Pay attention to difference between interface and port. Sometimes same “hole in router” can be both, but there are times when they’re not:

  • when using bridge to create kind of a switch … default config on multi (3 or more) port devices that do come with default config (SOHO mikrotiks). For example, a 5-port device will typically have ether1 configured as WAN interface, while the rest (ether2-ether5) will be configured as ports to bridge. In ROS, bridge has two pesonalities (read more on this), one is interface which allows ROS to communicate to network(s) bridged by bridge.
    In this case, it’ll be bridge interface that will be seen as in-interface by firewall, not individual ether ports
  • when using VLANs, one will typically create multiple VLAN interfaces (in /itnerface vlan), anchored to same underlying interface (such as bridge or ether3).
    In this case, it’ll be one of those vlan interfaces that will be seen as in-interface by firewall, not the underlying interface
  • when using any kind of tunnels, such as PPPoE (quite commonly used as access tunnel by many ISPs) or wireguard or IPsec, which create a virtual interface as tunnel entry/exit point. In this case, it’ll be one of those tunnel interfaces that will be seen as in-interface by firewall, not the underlying interface
  • when interfaces need to be stacked (e.g. WAN physical port is made member of a bridge, traffic over that bridge is VLAN tagged and ISP requires PPPoE … so ether1->bridge->VLAN->pppoe), it’ll be the “top level” interface that will be seen as in-interface by firewall, not any of underlying interfaces.

And same goes for out-interface … and likewise for in-interface-list and out-interface-list.

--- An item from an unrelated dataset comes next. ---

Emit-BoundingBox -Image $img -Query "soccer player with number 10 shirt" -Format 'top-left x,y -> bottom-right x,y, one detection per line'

In addition to that, most interface lists have to be created manually. There are a few implicit/automatic interface lists, but experience goes that use of those can bring troubles. There are two interface lists created by default configuration (WAN and LAN), but they are simply default lists which correspond to default configuration (ether1 as WAN interface, bridge as LAN interface). If you manually change default configuration (e.g. add PPPoE interface on top of ether1), you have to manually update also interface list members.
And (more importantly): those names don’t reflect any particular use, e.g. router doesn’t know what’s LAN in sociological definition used by particular user’s environment. It’s only names, they could easily be called “statler” and “waldorf” for that matter.